What this means is that the pipe function should have the type [Text] -> [(Text, Integer)] and this transformation will happen inside both the Maybe and IO monad. The first function in the data transformation pipeline is to break the long comments in word tokens, I’ll call this the tokenizer function.

tokenizer :: [Text] -> [Text]
tokenizer = concatMap (concatMap processor . Text.words)
where
    cleaner   = Text.filter (`notElem` (",.><?!-:;\"\'()" :: String))
    processor = Text.splitOn "/" . Text.toLower . cleaner

Inside this function not only token words are extracted but also “pruned” by removing special characters of them (any of ,.><?!-:;\"\'()), also they are transformed to lowercase and split by /. The output of this function will be ready to serve as input to the map-reduce process, we define both in a single function:

mapReduce :: [Text] -> [(Text, Integer)]
mapReduce = reducer . mapper
where
    mapper :: [Text] -> [(Text, Integer)]
    mapper = map (, 1)

    reducer :: [(Text, Integer)] -> [(Text, Integer)]
    reducer = Map.toList . foldr (uncurry $ Map.insertWith (+)) Map.empty

As we already know (you’ve read previous posts right?) the map-reduce is a two-step process, it involves a transformation function and a reducer function, the transformation step will turn a Text word to a (Text, Integer) pair, the count is set to 1 because each word occurrence will count by one. The definition uses the TupleSections extension that should be enabled, otherwise (, 1) is a syntax error. The reducer takes multiple outputs of the mapper and somehow combine the elements, here we fold the inputs into a Data.Map combining elements with the same key (multiple word occurrence) by summing the Integer component of the tuple (that’s what Map.insertWith (+) does), finally is transformed back into a list to comply with the type signature.

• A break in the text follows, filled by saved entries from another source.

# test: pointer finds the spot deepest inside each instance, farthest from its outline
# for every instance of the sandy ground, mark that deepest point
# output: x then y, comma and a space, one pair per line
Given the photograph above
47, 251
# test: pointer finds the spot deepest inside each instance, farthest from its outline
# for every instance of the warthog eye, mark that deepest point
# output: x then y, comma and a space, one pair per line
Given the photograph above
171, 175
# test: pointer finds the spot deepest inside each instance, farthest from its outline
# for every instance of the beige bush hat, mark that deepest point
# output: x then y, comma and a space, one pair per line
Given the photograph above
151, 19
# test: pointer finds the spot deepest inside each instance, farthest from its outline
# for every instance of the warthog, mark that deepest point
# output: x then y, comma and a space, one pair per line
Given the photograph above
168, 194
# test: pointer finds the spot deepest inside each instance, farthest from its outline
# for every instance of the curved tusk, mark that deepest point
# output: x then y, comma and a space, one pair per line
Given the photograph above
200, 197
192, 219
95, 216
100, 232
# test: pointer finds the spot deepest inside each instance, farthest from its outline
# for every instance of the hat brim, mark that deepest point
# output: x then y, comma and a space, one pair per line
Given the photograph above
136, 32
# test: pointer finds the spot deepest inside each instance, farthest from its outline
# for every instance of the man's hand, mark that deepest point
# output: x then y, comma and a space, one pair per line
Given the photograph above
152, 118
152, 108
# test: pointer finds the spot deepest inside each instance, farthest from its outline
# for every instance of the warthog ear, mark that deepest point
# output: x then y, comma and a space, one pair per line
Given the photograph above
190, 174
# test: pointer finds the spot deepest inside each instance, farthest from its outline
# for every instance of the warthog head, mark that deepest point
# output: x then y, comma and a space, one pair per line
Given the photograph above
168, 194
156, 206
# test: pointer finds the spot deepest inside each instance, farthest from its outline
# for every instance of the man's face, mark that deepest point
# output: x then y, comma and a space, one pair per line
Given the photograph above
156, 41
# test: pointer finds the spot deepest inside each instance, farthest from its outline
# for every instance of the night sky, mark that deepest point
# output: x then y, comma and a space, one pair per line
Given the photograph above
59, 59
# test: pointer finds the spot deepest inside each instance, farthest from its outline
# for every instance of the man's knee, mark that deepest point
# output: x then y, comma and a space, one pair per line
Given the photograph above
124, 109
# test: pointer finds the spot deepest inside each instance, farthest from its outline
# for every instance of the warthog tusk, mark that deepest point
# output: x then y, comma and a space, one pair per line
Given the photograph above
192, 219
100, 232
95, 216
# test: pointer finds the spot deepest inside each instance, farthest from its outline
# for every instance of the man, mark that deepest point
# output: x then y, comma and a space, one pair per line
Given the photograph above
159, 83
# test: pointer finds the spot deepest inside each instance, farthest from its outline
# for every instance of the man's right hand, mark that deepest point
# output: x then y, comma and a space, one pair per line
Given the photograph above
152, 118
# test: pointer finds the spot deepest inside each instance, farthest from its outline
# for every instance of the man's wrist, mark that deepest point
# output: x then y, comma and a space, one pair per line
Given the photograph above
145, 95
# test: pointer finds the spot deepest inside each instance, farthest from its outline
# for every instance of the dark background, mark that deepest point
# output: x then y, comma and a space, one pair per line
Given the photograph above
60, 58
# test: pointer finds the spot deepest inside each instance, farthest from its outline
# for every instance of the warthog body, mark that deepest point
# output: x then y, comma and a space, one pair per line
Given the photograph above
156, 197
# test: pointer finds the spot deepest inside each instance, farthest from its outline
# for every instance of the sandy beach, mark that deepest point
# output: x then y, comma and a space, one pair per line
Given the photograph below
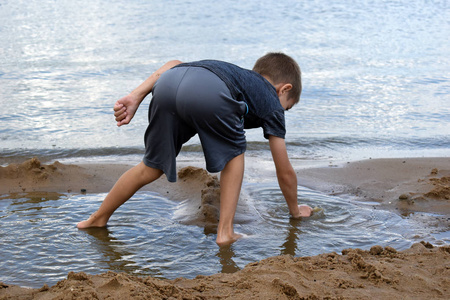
405, 186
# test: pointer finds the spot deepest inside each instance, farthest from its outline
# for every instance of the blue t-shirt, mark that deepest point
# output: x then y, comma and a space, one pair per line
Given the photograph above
264, 108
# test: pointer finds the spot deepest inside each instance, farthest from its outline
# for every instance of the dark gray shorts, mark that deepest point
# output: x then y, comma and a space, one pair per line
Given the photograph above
190, 100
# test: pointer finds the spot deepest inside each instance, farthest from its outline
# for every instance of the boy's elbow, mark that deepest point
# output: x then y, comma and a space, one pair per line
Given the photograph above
175, 62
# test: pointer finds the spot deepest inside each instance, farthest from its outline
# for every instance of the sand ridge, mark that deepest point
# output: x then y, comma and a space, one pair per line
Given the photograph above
403, 185
421, 272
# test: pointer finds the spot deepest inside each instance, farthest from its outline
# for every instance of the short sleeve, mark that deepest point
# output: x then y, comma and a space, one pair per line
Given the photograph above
274, 124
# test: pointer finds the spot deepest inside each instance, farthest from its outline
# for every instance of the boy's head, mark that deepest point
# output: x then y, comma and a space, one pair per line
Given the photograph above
281, 69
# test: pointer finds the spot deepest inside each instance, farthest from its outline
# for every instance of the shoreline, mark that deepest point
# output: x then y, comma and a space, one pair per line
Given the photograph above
406, 186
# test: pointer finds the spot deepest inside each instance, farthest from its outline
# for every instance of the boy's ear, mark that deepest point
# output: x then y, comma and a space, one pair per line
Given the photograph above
283, 88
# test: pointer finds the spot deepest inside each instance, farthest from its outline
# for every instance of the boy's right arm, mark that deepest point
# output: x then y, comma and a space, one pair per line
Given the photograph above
287, 178
126, 107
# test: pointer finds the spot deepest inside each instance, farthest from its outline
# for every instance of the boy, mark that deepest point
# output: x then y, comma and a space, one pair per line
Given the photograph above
217, 101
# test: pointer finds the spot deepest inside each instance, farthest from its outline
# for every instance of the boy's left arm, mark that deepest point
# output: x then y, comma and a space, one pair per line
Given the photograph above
126, 107
287, 178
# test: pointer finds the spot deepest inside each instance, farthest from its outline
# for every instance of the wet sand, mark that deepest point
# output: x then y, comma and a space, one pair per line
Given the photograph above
406, 186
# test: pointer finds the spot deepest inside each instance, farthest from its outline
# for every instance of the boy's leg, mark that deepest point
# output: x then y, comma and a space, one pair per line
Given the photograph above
230, 188
128, 184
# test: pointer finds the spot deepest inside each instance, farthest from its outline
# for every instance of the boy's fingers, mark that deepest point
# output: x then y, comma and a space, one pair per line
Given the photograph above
119, 111
118, 106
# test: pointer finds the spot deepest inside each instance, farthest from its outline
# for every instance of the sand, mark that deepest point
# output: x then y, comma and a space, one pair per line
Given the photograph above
406, 186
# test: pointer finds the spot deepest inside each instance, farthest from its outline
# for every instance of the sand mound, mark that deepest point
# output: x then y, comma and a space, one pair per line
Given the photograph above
421, 272
202, 207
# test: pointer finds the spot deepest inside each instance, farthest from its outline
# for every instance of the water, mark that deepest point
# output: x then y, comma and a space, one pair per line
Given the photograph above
375, 74
40, 243
376, 84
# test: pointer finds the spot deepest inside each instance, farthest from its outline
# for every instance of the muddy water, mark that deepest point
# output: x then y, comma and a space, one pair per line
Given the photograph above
40, 243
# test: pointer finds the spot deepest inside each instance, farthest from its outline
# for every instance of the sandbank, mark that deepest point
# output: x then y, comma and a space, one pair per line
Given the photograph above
406, 186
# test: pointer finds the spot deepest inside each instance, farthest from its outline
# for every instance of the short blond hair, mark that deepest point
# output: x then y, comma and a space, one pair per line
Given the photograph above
281, 68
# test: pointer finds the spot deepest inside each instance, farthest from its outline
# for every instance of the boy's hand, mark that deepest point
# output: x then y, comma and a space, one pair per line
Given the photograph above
125, 108
304, 211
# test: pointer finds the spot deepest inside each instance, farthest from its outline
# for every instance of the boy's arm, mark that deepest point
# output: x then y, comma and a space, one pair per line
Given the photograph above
126, 107
287, 179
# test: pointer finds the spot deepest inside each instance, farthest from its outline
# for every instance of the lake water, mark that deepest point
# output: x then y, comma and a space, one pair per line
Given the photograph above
376, 77
40, 244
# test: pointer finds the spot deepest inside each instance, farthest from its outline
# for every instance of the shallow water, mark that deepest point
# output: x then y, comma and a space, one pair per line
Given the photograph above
40, 243
375, 84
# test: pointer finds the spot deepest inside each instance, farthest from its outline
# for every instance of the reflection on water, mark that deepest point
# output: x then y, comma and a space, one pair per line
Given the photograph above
40, 243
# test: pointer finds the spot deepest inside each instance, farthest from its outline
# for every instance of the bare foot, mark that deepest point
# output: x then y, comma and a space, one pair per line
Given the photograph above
93, 221
224, 241
304, 211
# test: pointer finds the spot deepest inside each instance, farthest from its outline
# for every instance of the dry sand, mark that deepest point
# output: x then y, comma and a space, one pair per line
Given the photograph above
403, 185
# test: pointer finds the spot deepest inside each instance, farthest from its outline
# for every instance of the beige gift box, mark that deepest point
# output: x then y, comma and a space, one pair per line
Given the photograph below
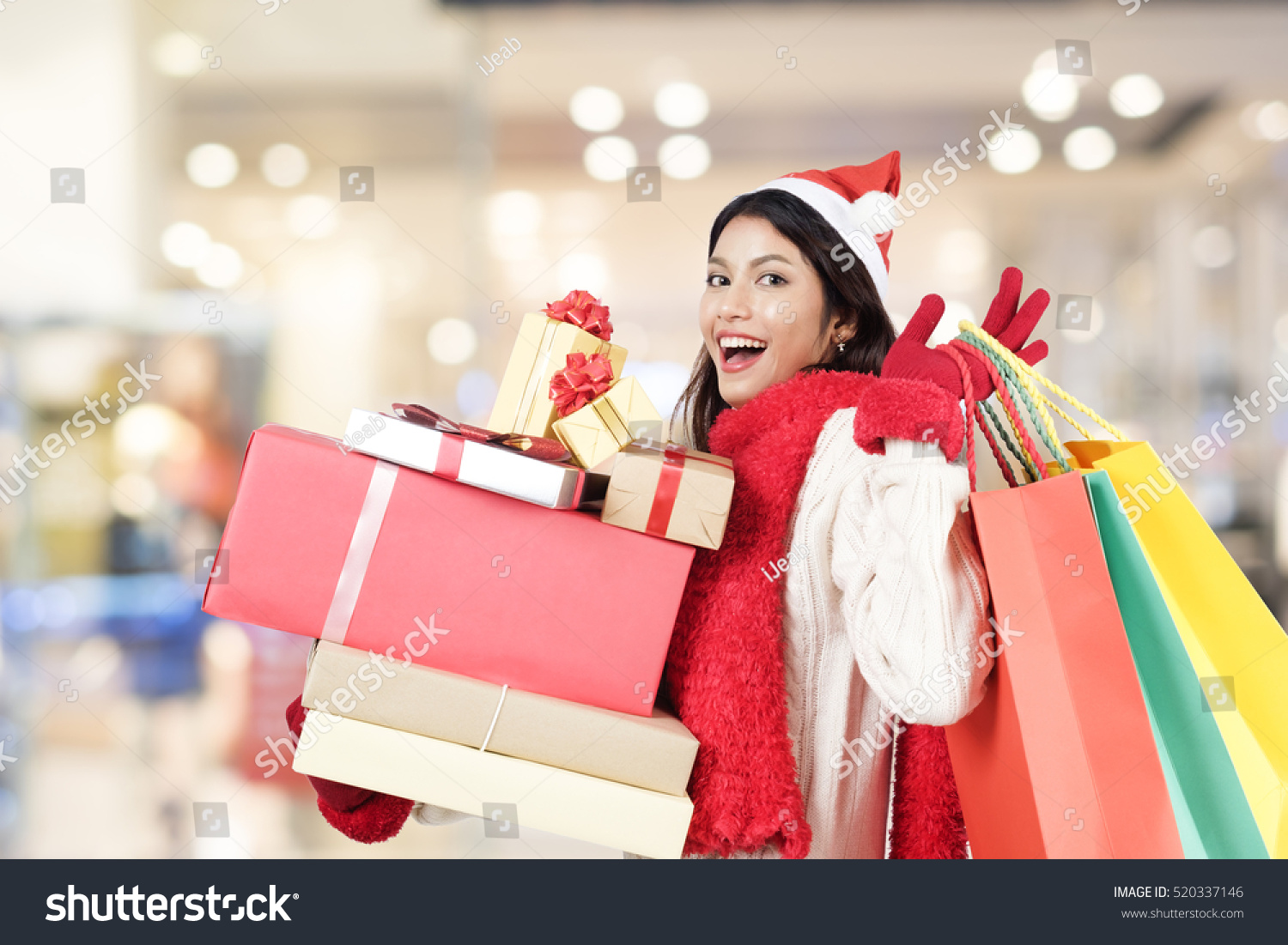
611, 421
544, 344
670, 492
465, 779
653, 752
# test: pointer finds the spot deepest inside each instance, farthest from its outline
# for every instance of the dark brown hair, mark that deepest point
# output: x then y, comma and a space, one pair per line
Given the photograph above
848, 291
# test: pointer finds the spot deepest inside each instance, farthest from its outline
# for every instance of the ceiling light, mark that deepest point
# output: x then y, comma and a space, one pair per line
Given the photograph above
1272, 121
514, 213
185, 244
608, 157
680, 105
283, 165
595, 108
221, 268
211, 165
1089, 148
1135, 95
1048, 94
453, 342
175, 54
1017, 154
311, 216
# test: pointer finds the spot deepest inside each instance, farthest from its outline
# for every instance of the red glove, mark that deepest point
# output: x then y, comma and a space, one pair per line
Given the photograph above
909, 357
363, 815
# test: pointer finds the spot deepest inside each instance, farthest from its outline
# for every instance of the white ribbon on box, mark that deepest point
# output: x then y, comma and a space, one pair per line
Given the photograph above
353, 572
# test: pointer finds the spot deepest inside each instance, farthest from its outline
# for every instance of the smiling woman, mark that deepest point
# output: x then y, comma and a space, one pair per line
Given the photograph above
798, 688
768, 312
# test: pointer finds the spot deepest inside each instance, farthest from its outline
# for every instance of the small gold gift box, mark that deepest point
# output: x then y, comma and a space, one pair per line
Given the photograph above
544, 344
607, 424
670, 492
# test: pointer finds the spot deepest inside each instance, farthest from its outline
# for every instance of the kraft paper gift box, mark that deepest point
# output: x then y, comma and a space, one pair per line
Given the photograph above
358, 551
505, 471
505, 792
671, 492
653, 752
544, 344
605, 425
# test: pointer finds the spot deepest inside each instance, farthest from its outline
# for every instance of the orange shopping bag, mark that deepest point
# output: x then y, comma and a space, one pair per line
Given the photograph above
1059, 759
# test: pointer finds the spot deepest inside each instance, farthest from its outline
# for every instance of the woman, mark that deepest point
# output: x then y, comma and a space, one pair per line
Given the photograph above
796, 679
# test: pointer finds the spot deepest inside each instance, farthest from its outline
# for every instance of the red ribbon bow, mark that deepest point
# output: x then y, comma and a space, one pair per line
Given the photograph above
585, 311
581, 381
536, 447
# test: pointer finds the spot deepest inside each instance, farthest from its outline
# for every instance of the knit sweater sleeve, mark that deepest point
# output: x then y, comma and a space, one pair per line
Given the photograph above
912, 585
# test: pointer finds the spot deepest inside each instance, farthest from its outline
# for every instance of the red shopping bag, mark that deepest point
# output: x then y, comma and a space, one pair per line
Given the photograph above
1059, 759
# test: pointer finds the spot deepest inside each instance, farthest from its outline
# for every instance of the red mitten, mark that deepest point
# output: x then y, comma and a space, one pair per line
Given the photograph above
1006, 321
911, 409
363, 815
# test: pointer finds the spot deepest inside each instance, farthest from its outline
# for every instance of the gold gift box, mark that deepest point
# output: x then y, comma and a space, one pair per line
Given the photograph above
602, 427
695, 512
544, 344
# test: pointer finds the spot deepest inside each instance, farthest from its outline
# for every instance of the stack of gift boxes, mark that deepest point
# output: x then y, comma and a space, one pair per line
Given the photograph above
492, 607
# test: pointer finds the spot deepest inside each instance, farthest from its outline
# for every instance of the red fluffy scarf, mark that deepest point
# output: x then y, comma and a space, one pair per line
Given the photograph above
726, 669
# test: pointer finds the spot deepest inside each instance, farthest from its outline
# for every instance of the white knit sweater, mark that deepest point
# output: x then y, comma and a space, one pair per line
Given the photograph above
884, 607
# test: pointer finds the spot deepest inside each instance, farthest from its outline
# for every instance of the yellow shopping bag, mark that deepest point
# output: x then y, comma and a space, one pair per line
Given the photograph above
1238, 649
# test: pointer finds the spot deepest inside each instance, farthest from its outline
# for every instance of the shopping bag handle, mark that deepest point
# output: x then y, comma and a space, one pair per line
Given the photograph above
1042, 421
975, 414
1006, 386
1025, 373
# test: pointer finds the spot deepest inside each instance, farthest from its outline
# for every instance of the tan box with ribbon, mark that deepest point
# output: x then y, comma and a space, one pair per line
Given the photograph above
607, 424
523, 402
512, 793
653, 752
670, 492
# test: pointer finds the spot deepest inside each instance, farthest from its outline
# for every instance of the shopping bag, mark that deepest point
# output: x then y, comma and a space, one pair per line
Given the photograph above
1059, 759
1236, 646
1212, 814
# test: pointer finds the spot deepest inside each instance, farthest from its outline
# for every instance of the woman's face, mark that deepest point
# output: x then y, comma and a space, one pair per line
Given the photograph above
762, 314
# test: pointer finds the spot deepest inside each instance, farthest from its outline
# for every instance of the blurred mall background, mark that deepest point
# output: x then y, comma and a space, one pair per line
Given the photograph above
170, 198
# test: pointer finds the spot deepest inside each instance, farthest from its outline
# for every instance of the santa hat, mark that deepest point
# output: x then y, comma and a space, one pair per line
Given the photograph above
857, 201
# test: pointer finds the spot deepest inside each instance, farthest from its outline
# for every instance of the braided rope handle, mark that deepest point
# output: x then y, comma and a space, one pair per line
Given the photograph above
1024, 391
992, 443
1042, 421
1025, 371
1001, 432
1032, 455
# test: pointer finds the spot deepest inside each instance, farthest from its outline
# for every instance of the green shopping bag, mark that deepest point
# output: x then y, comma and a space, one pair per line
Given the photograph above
1212, 813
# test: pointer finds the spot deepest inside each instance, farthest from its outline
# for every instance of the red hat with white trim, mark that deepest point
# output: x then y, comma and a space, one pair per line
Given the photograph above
858, 203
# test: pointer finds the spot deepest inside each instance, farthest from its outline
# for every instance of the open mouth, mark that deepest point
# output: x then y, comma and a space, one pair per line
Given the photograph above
738, 352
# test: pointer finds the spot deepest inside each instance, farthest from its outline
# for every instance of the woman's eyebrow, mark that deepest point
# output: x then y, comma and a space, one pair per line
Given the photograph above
759, 260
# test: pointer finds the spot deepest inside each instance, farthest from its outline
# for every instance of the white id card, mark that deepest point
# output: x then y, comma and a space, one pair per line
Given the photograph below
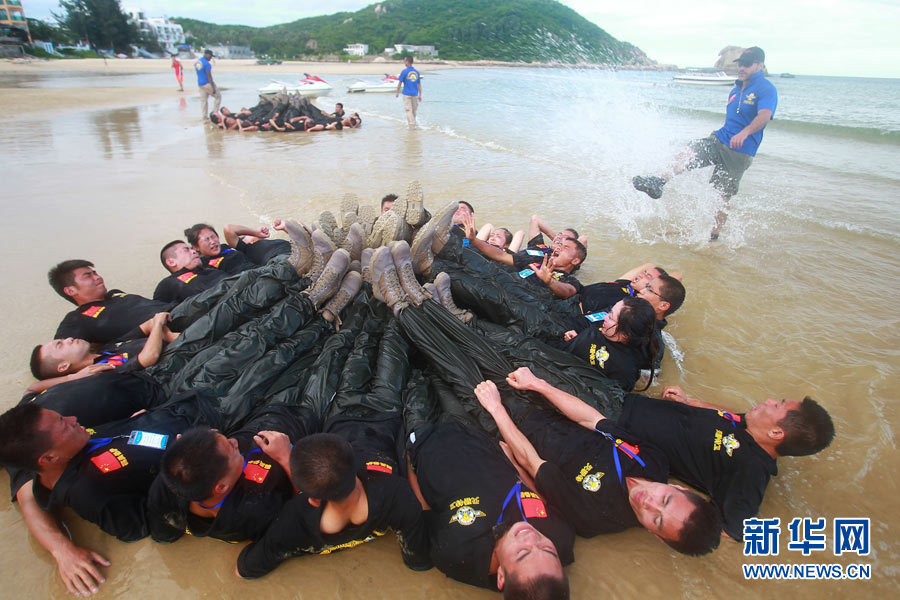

Finally we sort the tuples by the occurrence count (the second component):

sorted :: [(Text, Integer)] -> [(Text, Integer)]
sorted = sortBy $ \(_, x) (_, y) -> compare y x

As this is a simple function we include it right in the pipe function definition, this function is just the composition of the transformations we’ve been talking about:

pipe = sorted . mapReduce . tokenizer
where
    sorted :: [(Text, Integer)] -> [(Text, Integer)]
    sorted = sortBy $ \(_, x) (_, y) -> compare y x

That’s it, at this point we have our result (inside both the Maybe and IO monads), we can extract and pattern match to inspect the elements:

result <- fmap pipe <$> scrapper url

case result of
  Nothing     -> putStrLn "Failed to scrap or parse"
  Just tokens -> mapM_ print $ filter byRelevancy tokens
    where
      byRelevancy :: (Text, Integer) -> Bool
      byRelevancy (token, count) = popular && relevant
        where
          popular  = count > 3
          relevant = token `elem` languages

Here I added a function to filter only those tokens where the occurrence is popular (has more than 3 occurrences) and relevant (I’m interested in that token), for the later I defined a list of tokens I’m interested in:

languages :: [Text]
languages = [ "scala", "haskell", "clojure", "f#", "fsharp", "java", "erlang"
            , "javascript", "python", "scheme", "elixir", "lisp", "racket"
            , "elm", "purescript", "ml", "ocaml", "react", "reason", "reasonml"
            , "net", "jvm", "beam", "llvm", "scalajs", "clojurescript", "ghcjs"
            ]

If you’ve been following why don’t you try (as an exercise) to add this filtering step to the pipe function definition?

Conclusion

We’ve used Scalpel an easy to use library to define scrapers, it also makes the request to the web page.

So? what are the results?

("f#",34)
("elixir",21)
("scala",18)
("net",17)
("clojure",14)
("java",13)
("jvm",9)
("lisp",9)
("erlang",6)
("javascript",6)
("python",6)
("clojurescript",4)
("haskell",4)

So is F# 8-ish times more suitable for web development than Haskell? I don’t know, let’s read what people say.